4  Continuous probability

In Section 1.2, we explained why when summarizing a list of numeric values, such as heights, it is not useful to construct a distribution that defines a proportion to each possible outcome. Similarly, for a random variable that can take any value in a continuous set, it impossible to assign a positive probabilities to the infinite number of possible values. Here, we outline the mathematical definitions of distributions for continuous random variables and useful approximations frequently employed in data analysis.

4.1 Cumulative distribution functions

We used the heights of adult male students as an example:

library(tidyverse)
library(dslabs)
x <- heights %>% filter(sex == "Male") %>% pull(height)

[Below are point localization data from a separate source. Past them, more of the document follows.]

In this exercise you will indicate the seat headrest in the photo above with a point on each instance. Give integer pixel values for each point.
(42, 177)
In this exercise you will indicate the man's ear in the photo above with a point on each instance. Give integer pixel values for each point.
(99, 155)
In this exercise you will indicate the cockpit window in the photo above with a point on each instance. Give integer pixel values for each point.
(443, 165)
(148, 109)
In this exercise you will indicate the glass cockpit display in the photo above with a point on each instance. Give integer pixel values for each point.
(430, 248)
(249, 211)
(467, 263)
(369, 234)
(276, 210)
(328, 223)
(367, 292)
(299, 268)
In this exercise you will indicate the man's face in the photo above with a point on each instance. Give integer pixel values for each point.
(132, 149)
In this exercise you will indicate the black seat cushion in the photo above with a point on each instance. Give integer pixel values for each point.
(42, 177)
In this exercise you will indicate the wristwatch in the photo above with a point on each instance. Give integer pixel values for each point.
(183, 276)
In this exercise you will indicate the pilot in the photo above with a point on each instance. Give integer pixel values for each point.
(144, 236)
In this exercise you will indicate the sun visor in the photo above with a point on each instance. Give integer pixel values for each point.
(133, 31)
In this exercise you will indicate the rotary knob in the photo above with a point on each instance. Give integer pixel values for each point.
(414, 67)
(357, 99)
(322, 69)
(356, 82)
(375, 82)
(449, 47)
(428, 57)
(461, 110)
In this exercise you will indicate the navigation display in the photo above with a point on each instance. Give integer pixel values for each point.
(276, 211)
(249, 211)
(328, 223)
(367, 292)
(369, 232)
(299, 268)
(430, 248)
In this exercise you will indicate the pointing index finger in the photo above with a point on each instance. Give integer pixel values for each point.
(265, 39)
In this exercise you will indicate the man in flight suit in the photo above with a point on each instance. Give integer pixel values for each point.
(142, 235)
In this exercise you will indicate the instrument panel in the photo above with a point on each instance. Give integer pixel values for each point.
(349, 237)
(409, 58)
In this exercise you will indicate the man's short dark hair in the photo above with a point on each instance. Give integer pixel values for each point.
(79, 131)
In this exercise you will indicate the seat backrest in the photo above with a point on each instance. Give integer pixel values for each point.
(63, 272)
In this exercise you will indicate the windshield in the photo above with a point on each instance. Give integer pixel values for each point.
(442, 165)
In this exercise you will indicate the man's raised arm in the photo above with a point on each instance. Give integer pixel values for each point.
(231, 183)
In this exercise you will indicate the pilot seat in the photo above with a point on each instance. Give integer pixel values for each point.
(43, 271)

and defined the empirical cumulative distribution function (eCDF) as

F <- function(a) mean(x <= a)

which, for any value a, gives the proportion of values in the list x that are smaller or equal than a.

Let’s connect the eCDF to probability by asking: if I randomly pick one of the male students, what is the chance that he is taller than 70.5 inches? Since every student has the same chance of being picked, the answer to this is equivalent to the proportion of students that are taller than 70.5 inches. Using the eCDF we obtain an answer by typing:

1 - F(70)
#> [1] 0.377

The CDF is a version of the eCDF that assigns theoretical probabilities for each \(a\) rather than proportions computed from data. Although, as we just demonstrated, proportions computed from data can be used to define probabilities for a random variable. Specifically, the CDF for a random outcome \(X\) defines, for any number \(a\), the probability of observing a value larger than \(a\).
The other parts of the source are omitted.